Summer is prime time for white wine, and though it’s winding down, there are still a few weeks left. Hopefully you’re discovering some new white wines from around the world while temperatures are still high. For inspiration today, though, I thought we’d focus on one of the world’s biggest wine-producing countries, Italy.

While it’s often the country’s red wines, like Chianti or Barolo, that get all the attention, the boot-like peninsula also makes some fine white wines, many of which are perfect for summertime imbibing.

As with other European wines, Italian whites are a bit difficult to talk about because we describe them as grape varieties, but also by which specific denominations and even villages they come from, so it can be hard to keep them straight. I’ve listed them below with the names you are likely to encounter on a label or menu, though, whether that is denomination- or variety-specific.

Here are (some more) Italian white wines that you should be sipping while the mercury’s still on the rise.

Raise a glass to the end of summer with one of these white wines.

Raise a glass to the end of summer with one of these white wines.

Arneis: This variety mainly comes from northwest Italy’s Piedmont region. Wines made from Arneis to have bold flavors of peach, pear and even a little nuttiness to them in some cases. In short, they’re hard to pin down. No wonder Arneis means “rascal” in Italian. Try this one.

Catarratto: This white grape is the most widely planted variety in Sicily, so you might have come across a wine or two made from it on Italian restaurants’ wine lists already. It is redolent of bold citrus notes like grapefruit as well as stone fruits like apricot and nectarine. Try this one.

Falanghina: This is rather a minor white variety in Italy, and comes from the southern Campania region, but you might start to see it on more and more wine lists thanks to its mellow, food-friendly character, and tantalizing notes of mandarin orange, almond and white pepper. Try this one.

Fiano: This white grape is primarily grown down south in Sicily and Campania, though the best known come from the area around Avellino, so look for those labeled Fiano di Avellino. Fiano tends to have telltale notes of tropical fruits, white flowers, tree nuts and even an edge of smokiness. Try this one.

Friulano: Formerly known as Tocai Friulano, Friulano comes from northeastern Italy and is related to Sauvignon Blanc. The wines made from it tend to be fruit-forward with notes of green apple, pear and grapefruit, as well as a tart finish that reminds some of bitter almond. Try this one.

Gavi: Gavi is actually the name of a town in the Piedmont that makes white wine from the Cortese variety of grape. If you see one of these on a menu, expect it to be citrusy and fresh, rather light-bodied, with an acidity that can even make your tongue tingle a little. Try this one.

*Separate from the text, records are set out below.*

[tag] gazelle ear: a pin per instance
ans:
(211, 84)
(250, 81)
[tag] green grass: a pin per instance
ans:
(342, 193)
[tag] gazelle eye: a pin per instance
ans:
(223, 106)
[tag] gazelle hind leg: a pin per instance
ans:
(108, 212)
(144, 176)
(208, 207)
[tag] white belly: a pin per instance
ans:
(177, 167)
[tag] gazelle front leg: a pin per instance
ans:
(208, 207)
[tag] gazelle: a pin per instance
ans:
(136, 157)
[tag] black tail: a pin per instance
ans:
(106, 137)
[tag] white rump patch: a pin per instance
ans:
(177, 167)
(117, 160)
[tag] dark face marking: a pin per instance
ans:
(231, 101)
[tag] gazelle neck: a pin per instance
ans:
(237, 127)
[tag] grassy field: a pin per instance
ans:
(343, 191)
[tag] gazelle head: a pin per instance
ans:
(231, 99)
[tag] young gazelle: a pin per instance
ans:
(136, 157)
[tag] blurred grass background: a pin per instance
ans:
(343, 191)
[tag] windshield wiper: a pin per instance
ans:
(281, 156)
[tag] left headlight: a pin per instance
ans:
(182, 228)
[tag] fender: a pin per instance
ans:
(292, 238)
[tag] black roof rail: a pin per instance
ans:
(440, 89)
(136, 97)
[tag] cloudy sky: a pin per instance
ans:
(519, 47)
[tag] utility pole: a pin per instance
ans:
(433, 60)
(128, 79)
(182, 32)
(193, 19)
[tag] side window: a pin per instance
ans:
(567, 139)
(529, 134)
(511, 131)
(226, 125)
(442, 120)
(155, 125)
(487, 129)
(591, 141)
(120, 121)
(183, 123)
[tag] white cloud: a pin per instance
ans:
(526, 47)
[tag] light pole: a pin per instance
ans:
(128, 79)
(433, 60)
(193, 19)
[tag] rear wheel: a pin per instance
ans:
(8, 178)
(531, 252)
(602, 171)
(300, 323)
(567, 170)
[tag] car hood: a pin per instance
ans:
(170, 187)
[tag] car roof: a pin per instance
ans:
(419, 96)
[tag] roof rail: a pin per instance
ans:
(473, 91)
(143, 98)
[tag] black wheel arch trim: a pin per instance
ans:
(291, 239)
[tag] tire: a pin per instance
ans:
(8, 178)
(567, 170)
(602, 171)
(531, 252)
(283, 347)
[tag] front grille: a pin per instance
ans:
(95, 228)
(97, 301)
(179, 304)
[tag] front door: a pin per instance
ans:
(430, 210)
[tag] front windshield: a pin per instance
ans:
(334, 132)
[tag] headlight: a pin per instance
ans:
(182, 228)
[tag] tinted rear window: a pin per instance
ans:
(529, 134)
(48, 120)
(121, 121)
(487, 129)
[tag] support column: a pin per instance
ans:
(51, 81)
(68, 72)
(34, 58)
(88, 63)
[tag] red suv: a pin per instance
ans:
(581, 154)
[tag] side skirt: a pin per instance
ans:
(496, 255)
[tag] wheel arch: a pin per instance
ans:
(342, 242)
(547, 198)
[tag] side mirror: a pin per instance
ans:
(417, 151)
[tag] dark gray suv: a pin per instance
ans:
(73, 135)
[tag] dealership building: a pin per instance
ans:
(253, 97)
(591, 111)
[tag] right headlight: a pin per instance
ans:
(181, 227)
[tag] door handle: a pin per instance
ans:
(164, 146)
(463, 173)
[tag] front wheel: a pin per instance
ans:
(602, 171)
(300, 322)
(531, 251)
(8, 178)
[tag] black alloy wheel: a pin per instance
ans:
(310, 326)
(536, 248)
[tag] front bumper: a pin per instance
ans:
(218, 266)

There are so many white grape varieties out there just waiting to be tasted.

There are so many white grape varieties out there just waiting to be tasted…many of the most interesting are from Italy!

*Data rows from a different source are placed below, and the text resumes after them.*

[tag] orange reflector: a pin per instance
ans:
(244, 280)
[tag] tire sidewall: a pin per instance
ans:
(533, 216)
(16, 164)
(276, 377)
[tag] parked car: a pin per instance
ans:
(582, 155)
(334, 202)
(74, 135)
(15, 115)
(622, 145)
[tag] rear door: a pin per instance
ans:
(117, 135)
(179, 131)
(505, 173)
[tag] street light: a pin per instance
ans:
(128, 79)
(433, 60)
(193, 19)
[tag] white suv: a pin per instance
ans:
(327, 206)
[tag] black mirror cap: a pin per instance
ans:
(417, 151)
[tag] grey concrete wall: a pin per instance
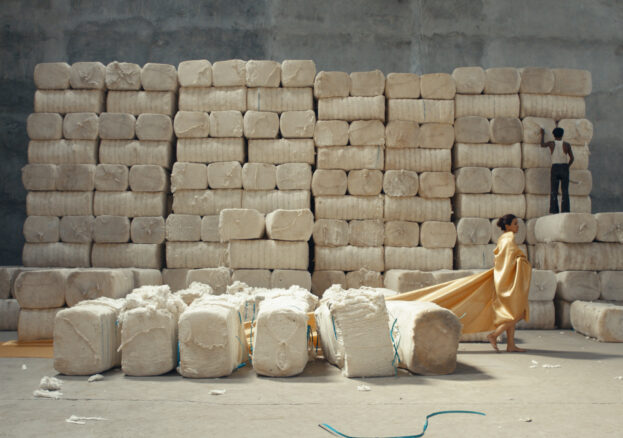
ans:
(421, 36)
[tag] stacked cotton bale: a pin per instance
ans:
(348, 181)
(486, 161)
(62, 156)
(132, 177)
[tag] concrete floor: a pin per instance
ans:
(581, 397)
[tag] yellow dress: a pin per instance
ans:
(486, 300)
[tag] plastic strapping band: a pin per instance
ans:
(335, 432)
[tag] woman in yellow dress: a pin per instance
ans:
(494, 300)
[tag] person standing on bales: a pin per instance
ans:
(562, 159)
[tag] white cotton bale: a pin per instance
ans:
(159, 77)
(505, 130)
(59, 203)
(421, 110)
(191, 124)
(213, 99)
(471, 129)
(75, 177)
(542, 286)
(280, 339)
(566, 227)
(351, 157)
(402, 86)
(130, 204)
(126, 255)
(52, 75)
(536, 80)
(473, 231)
(330, 232)
(486, 155)
(502, 80)
(44, 126)
(87, 75)
(489, 205)
(469, 80)
(9, 314)
(401, 134)
(142, 102)
(331, 133)
(507, 180)
(577, 285)
(298, 73)
(281, 151)
(111, 177)
(123, 76)
(596, 256)
(572, 82)
(294, 176)
(268, 254)
(577, 131)
(194, 255)
(130, 152)
(62, 152)
(77, 229)
(41, 229)
(487, 105)
(354, 333)
(436, 185)
(437, 86)
(36, 324)
(417, 209)
(240, 224)
(367, 83)
(401, 233)
(400, 183)
(295, 225)
(542, 316)
(148, 178)
(349, 258)
(183, 228)
(365, 182)
(418, 160)
(367, 133)
(57, 255)
(553, 107)
(609, 227)
(429, 334)
(348, 207)
(41, 289)
(263, 73)
(284, 278)
(90, 284)
(37, 177)
(473, 180)
(189, 176)
(603, 321)
(366, 233)
(206, 202)
(259, 124)
(280, 100)
(434, 234)
(225, 175)
(424, 259)
(266, 201)
(147, 230)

Greco: Another white-wine variety predominantly from the Campania region in Italy’s south, you’ll most likely encounter the most well known DOCG, Tufo, on an Italian wine list. The best of them are uncomplicated but display intoxicating aromas of fresh flowers like honeysuckle, as well as peach and lemon. Try this one.

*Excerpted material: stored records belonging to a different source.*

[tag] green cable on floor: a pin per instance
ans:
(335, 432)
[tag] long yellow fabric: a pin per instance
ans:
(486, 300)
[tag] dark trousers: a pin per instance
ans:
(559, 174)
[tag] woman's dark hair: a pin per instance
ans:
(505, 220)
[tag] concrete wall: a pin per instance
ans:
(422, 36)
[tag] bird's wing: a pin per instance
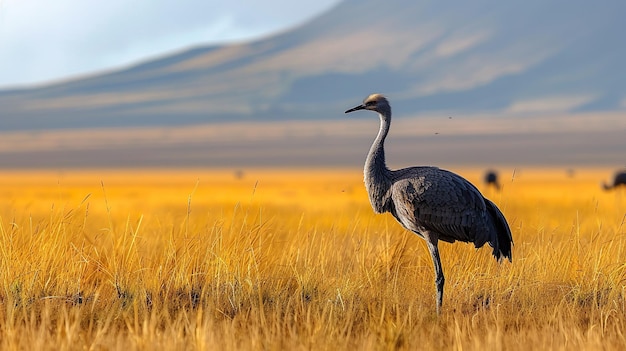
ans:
(432, 199)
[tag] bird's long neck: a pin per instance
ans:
(376, 173)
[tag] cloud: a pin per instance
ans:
(48, 40)
(550, 104)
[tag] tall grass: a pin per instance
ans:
(297, 260)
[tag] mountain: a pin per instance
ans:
(474, 56)
(508, 61)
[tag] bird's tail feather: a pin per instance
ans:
(503, 239)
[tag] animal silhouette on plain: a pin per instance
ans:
(618, 180)
(491, 178)
(433, 203)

Prosecco: Chances are you already know about Prosecco, Italy’s answer to Champagne…only at a much lower average price point. Prosecco is made from Glera grapes (which also used to be called Prosecco) as well as a few other varieties that can be blended in. These sparklers are vivacious, zippy and fresh – the perfect aperitif or accompaniment to lighter dishes. Try this one.

Ribolla Gialla: Wines made from this white grape tend to come from the country’s very northeast. Look out for those from Collio, which is famous for it. Wines made from Ribolla Gialla tend to display flavors of citrus, nectarine, pineapple and white flowers like jasmine, but are also quite fresh and balanced. Try them with shellfish. Taste this one.

Soave: Soave is a denomination in the Veneto (near Verona) region where they are famous for white wines. The main grapes in it are Garganega and Trebbiano. Though there are some fine reserve versions, your average Soave doesn’t have a huge amount of flavor or character. But hey, it’s inexpensive so if you’re having a pool party, stock up, put it on ice, and start pouring! Try this one.